Não houve propriamente espaço para grandes surpresas. (...) O que posso considerar que me causou um impacto menos encorajador foi a postura apática das bibliotecas públicas e escolares perante o livro infantil de proveniência açoriana. Todavia, neste espaço breve de entrevista não pretendo revelar mais acerca das conclusões alcançadas, porque considero que o mais importante é convidar o leitor a acompanhar-me nesta viagem, desvendando, passo a passo, as etapas de uma aventura que, na verdade, está apenas a começar.

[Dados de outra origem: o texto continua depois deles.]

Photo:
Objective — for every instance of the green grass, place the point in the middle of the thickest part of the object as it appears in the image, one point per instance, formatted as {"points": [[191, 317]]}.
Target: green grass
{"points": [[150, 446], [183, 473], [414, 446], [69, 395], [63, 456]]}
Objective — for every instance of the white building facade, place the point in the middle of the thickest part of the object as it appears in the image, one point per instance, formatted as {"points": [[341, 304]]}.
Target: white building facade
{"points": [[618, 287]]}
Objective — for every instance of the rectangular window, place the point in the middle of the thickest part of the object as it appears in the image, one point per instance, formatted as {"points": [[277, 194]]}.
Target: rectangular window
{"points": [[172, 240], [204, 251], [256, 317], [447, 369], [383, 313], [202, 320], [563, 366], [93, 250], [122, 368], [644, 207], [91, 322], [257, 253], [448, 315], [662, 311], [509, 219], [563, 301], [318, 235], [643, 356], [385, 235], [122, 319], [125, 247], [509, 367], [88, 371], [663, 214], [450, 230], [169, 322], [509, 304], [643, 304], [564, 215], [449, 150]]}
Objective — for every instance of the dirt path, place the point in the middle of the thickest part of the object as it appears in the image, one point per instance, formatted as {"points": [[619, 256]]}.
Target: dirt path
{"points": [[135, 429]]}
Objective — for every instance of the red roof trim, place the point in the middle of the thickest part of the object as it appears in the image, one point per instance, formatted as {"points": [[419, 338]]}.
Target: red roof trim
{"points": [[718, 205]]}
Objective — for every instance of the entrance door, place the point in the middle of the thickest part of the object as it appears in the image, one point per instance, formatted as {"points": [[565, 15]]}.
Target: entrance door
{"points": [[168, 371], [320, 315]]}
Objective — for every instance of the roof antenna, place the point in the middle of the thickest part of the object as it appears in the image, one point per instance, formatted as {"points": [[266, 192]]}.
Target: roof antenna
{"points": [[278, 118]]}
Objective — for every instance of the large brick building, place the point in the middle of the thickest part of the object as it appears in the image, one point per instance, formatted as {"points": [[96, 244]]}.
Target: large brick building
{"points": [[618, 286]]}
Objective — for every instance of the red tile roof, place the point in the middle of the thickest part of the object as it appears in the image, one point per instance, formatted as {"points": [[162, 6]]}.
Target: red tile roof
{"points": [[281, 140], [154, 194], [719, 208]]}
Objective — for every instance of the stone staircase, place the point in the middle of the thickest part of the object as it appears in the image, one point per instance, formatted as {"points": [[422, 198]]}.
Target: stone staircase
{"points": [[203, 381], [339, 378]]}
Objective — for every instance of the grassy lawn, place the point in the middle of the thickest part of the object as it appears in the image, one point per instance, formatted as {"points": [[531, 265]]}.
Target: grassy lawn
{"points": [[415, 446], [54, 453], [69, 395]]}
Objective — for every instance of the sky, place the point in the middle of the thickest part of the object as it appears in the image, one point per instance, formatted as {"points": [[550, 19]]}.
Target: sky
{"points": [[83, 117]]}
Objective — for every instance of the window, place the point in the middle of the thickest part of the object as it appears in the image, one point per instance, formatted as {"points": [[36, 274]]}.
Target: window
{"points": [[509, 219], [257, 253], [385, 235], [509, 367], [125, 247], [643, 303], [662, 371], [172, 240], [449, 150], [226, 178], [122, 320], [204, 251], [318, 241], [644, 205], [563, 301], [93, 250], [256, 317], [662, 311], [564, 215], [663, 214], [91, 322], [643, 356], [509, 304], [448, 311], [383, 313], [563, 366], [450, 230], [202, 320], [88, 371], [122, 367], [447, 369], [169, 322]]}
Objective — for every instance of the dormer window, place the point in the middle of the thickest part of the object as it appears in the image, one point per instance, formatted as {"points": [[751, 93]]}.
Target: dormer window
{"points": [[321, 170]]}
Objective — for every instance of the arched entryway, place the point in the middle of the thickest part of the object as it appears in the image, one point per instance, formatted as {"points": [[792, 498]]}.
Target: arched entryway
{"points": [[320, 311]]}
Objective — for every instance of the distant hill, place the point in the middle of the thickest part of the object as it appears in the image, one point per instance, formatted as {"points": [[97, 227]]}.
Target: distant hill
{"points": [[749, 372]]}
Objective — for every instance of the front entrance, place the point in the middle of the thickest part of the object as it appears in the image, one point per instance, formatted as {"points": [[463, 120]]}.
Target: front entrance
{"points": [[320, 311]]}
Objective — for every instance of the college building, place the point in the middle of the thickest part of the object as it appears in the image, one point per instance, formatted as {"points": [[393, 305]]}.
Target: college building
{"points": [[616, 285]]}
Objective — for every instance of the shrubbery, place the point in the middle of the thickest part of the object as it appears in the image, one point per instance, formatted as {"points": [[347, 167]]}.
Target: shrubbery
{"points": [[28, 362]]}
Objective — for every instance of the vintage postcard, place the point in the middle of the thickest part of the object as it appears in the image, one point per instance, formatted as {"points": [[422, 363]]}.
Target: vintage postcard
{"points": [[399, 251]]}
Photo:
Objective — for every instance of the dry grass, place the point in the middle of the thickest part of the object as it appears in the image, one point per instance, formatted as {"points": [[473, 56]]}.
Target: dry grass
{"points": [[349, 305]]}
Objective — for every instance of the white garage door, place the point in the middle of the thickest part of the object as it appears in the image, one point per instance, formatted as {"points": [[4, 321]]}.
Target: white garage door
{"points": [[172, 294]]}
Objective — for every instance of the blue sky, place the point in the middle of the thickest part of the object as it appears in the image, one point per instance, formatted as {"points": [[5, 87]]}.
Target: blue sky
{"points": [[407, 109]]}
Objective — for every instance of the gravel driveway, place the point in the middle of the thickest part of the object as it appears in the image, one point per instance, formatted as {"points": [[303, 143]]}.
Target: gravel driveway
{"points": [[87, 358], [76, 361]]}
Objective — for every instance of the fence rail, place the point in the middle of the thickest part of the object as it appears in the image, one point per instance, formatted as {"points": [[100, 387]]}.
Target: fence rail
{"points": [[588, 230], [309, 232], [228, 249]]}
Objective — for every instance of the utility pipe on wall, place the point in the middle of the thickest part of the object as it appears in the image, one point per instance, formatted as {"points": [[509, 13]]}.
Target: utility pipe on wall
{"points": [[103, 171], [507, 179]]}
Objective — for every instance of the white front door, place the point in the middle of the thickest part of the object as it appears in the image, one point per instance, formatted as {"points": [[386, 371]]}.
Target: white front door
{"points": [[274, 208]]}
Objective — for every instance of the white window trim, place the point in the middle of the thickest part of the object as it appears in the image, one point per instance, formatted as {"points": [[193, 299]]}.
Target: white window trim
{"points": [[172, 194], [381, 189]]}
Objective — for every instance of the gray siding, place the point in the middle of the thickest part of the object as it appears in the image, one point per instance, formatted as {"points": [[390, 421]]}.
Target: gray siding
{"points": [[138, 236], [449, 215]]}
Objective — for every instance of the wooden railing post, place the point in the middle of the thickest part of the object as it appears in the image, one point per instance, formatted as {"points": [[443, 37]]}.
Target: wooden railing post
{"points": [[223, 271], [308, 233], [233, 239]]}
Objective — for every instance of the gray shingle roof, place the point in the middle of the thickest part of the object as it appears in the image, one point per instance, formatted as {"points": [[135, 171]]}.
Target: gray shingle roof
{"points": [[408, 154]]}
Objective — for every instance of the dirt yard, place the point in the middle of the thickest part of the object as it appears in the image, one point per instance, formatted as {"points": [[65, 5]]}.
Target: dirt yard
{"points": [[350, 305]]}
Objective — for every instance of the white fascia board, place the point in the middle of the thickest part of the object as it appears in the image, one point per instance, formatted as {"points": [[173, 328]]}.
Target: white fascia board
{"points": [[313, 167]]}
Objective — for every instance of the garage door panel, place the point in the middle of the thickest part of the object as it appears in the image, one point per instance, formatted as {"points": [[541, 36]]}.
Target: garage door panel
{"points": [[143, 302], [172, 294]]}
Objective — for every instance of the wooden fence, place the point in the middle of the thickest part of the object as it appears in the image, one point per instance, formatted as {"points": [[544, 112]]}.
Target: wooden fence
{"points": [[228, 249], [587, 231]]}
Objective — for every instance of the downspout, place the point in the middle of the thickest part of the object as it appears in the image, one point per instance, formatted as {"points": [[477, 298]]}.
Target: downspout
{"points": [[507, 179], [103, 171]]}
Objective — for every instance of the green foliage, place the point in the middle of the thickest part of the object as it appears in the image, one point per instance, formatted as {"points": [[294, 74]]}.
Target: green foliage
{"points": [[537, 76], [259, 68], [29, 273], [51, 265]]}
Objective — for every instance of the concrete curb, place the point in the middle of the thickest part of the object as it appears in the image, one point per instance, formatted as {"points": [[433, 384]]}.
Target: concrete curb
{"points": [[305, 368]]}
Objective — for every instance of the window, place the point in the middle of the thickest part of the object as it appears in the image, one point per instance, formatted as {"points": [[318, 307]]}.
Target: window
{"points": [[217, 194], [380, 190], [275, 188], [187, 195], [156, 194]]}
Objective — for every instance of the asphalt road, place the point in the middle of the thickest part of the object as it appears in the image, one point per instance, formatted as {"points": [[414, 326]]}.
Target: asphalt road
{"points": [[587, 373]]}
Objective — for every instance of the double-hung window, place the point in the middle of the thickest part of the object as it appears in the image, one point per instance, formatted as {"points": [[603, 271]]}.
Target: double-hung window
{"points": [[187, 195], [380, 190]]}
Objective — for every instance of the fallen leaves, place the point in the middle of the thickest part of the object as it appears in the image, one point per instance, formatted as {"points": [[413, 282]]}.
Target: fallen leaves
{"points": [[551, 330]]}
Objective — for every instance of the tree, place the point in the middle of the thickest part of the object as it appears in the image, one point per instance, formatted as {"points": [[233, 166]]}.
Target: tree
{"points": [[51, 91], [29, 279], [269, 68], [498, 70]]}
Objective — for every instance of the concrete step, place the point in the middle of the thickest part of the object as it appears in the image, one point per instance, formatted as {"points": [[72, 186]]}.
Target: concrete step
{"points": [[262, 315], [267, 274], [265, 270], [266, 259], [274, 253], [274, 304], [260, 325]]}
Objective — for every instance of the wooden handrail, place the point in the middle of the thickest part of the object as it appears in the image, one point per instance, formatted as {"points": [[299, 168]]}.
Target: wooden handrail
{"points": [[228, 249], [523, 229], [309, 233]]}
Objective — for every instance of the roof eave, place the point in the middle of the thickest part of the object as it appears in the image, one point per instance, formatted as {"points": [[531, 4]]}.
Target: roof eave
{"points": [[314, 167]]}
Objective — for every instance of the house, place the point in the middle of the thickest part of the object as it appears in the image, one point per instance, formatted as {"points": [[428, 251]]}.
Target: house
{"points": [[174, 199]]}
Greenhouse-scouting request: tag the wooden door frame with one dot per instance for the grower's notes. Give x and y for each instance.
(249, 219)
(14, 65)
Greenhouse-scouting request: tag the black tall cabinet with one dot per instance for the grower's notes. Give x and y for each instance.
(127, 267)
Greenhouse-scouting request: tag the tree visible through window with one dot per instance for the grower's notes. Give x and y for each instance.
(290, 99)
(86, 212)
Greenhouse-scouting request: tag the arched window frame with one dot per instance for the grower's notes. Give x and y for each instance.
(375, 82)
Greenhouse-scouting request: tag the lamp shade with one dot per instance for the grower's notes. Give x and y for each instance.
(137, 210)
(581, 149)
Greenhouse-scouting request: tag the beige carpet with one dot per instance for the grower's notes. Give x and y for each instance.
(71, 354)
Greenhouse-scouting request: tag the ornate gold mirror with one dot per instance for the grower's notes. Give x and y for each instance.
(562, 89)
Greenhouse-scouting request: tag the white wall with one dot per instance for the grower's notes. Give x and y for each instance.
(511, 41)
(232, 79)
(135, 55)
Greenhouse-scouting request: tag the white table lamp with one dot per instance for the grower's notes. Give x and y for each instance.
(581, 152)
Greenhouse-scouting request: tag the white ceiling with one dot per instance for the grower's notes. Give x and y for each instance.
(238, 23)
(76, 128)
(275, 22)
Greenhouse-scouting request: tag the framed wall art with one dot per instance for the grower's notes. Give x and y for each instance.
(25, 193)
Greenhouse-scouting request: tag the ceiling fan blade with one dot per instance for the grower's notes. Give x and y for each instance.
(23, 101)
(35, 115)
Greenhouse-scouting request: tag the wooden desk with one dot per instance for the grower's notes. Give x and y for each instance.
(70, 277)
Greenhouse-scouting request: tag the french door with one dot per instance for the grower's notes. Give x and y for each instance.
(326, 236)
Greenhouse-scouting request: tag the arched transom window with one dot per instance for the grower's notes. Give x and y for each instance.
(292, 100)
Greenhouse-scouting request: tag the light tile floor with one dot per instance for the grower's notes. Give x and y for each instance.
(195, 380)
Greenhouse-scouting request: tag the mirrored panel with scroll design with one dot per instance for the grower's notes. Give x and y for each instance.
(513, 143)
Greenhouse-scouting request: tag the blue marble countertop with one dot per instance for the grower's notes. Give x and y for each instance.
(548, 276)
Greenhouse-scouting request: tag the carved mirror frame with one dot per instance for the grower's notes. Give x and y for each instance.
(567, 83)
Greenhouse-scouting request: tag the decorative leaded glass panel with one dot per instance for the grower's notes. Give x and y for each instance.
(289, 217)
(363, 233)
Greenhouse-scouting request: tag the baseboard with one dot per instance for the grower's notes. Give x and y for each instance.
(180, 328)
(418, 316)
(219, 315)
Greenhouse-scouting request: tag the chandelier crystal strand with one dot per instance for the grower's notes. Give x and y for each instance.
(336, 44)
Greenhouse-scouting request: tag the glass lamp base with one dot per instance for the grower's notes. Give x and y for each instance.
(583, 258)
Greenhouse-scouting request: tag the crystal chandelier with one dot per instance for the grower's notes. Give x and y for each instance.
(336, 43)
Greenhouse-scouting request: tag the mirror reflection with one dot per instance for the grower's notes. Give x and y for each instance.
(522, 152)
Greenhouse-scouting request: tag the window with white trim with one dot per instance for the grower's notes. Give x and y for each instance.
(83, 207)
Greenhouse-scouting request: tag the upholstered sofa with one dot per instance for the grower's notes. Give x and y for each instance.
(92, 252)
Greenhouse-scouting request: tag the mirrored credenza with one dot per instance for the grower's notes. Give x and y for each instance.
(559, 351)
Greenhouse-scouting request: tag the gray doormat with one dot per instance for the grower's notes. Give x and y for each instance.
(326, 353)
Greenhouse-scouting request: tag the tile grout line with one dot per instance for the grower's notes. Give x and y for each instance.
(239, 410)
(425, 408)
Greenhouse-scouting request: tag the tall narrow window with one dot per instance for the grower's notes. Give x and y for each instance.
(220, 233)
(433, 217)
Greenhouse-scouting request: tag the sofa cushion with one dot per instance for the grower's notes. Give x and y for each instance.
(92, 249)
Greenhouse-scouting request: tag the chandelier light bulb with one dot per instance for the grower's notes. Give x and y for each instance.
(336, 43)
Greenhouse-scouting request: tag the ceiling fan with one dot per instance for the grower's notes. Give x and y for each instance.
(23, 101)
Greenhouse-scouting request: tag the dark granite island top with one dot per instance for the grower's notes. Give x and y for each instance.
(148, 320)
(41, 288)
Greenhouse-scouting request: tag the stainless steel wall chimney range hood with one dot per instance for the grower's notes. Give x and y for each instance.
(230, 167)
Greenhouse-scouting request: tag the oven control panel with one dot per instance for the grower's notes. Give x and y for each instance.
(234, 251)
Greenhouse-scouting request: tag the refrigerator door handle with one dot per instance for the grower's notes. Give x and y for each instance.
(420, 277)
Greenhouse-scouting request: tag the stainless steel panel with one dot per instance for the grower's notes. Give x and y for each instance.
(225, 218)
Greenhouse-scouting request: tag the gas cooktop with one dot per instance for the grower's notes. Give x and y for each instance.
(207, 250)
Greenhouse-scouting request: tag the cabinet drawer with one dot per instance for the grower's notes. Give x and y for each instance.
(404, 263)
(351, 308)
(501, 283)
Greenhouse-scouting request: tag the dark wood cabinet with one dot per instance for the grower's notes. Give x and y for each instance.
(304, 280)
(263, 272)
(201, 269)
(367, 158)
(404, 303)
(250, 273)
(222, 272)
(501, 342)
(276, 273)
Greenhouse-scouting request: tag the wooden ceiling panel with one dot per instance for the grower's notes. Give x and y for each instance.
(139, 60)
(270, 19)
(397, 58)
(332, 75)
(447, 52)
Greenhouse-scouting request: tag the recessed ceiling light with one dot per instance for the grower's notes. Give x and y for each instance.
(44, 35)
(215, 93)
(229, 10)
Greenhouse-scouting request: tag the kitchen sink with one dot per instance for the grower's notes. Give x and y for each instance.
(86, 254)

Na sua opinião, qual deverá ser o papel das bibliotecas açorianas?
As bibliotecas açorianas deveriam assumir um papel absolutamente central no fortalecimento da Literatura Açoriana para Crianças. Cabe-lhes a responsabilidade de dar visibilidade às obras produzidas localmente, valorizar os autores açorianos e assegurar que as nossas crianças tenham acesso a histórias que refletem a sua própria identidade cultural. É fundamental apostar na criatividade e fazer valer o que temos, ainda que em quantidade limitada. Sem este olhar atento sobre o que já existe, dificilmente se construirá uma estrutura sólida.
As bibliotecas poderiam, e deveriam, estar na linha da frente das ações pedagógicas que aproximam os mais novos destas narrativas açorianas. Atendendo à curta distância geográfica, poderiam criar dinâmicas lúdicas de intercâmbio entre escritores e livros infantis e, porque não?, também entre pequenos leitores açorianos.
Se integrassem e promovessem consistentemente a Literatura Açoriana para Crianças nos seus catálogos e atividades, as bibliotecas não apenas consolidariam esta área, como também contribuiriam para que cada criança se visse representada e reconhecida neste conjunto de livros.

O que significou para si a publicação da sua tese em formato de livro?
A publicação da minha tese em livro representou um marco muito especial na minha trajetória. Transformar um trabalho académico, que normalmente permanece restrito a bibliotecas universitárias, num livro acessível ao público foi, para mim, devolver à comunidade o conhecimento que surgiu a partir dela.(...)

Que impacto espera que este estudo tenha na valorização da Literatura Açoriana para Crianças?
Os livros, de um modo geral, tendem a provocar um efeito positivo na vida das pessoas, e este estudo não pretende contrariar essa tendência. O meu desejo é que essa influência se amplifique e ecoe junto das entidades que mais podem colaborar para o fortalecimento desta temática.
Não me refiro apenas às bibliotecas, já anteriormente mencionadas, mas também às Juntas de Freguesia, Câmaras Municipais, instituições privadas que apoiam e dinamizam projetos educativos, associações de pais e encarregados de educação, escolas de ensino básico e profissional, universidades, bem como autores, ilustradores e mediadores de leitura. Todos, de uma forma ou de outra, têm condições para contribuir para um maior reconhecimento e valorização dos livros açorianos para crianças. Que esse impacto se traduza, igualmente, na dignificação e projeção da Literatura Açoriana para a infância.
A criança recebe aquilo que o adulto lhe proporciona. Por isso, quanto mais acessível for a oferta de livros com identidade açoriana, maiores serão as possibilidades de formar leitores confiantes, curiosos e conscientes da sua herança cultural. O caminho está aberto e, quanto mais alargarmos esse percurso com a colaboração de todos, mais sólido e duradouro será o impacto desta literatura no futuro coletivo da nossa região.